Charlie ze smakiem pałaszowała naleśniki. Może ciut za szybko, ale była przyzwyczajona, że na jedzenie zazwyczaj nie ma czasu. Przełykając kolejny kęs spojrzała na lekarkę.
- Nie wiedziałam jak będzie. Ostatnie kilka dni w karwanie to był jakiś sajgon i na myśl, że musiałabym znowu leżeć sama… myślałam o jednym dniu i ruszeniu dalej. Może gdyby były jakieś problemy, ale masz tu swoją szczęśliwą rodzinkę. - Mrugnęła do Meg i zabrała się za kończenie posiłku.

- Ty też jesteś jej częścią - lekarka w chuście odpowiedziała powoli i z pełną powagą - Pamiętaj o tym. Nigdzie na razie nie musisz jechać. Odpocznij, zbierz siłę. Czasem dobrze przystanąć i złapać oddech.

- Gdy się zatrzymuję mam wrażenie, że wszystko mnie dogania. Trochę nie nadaję się do rodzin i tego typu rzeczy. - Charlie skończyła jeść i odstawiła talerz. - Dziękuję, było doskonałe jak zwykle. Zostawiłabym kilka rzeczy, co by nie łazić z nimi po lesie, ok?

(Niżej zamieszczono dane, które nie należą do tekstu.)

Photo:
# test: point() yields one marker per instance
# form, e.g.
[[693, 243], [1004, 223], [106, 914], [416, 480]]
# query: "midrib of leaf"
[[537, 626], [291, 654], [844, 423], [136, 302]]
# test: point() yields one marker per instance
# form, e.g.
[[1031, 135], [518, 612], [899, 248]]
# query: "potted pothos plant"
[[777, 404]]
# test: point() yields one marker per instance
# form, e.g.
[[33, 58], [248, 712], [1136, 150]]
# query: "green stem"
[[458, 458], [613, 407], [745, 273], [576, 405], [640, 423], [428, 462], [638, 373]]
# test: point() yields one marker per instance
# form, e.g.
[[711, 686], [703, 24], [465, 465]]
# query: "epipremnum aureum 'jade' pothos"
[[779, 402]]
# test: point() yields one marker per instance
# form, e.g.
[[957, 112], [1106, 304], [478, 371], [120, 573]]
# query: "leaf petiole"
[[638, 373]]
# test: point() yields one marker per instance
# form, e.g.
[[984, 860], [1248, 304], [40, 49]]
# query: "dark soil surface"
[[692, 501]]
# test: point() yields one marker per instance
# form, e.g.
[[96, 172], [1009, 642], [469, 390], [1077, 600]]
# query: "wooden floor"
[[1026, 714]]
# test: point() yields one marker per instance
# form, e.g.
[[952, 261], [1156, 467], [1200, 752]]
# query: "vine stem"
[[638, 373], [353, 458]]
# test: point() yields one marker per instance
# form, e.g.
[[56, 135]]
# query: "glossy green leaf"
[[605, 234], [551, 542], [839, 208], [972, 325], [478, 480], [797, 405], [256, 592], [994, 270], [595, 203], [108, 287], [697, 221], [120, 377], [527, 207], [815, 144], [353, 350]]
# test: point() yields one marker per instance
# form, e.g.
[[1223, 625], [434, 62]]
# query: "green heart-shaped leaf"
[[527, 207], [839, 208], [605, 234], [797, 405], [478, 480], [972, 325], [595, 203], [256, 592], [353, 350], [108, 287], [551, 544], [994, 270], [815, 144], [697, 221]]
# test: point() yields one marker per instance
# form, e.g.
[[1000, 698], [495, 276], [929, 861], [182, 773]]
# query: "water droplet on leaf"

Gdy Meg przytaknęła, podniosła się i ruszyła w stronę swego plecaka. Po drodze zgarnęła tylko lekko osuszoną kurtkę.

Wypakowała większość rzeczy, zwijając je w koc, w zgrabny tobołek i ułożyła na jakiejś wyższej półce. Zostawiła sobie mimo wszystko jeden koc i jedną zmianę ubrań. Zawsze to robiła by nie czuć, że musi gdzieś wrócić. Pozaciskała sprzączki plecaka, sporo zmniejszając jego wielkość i narzuciła go na plecy.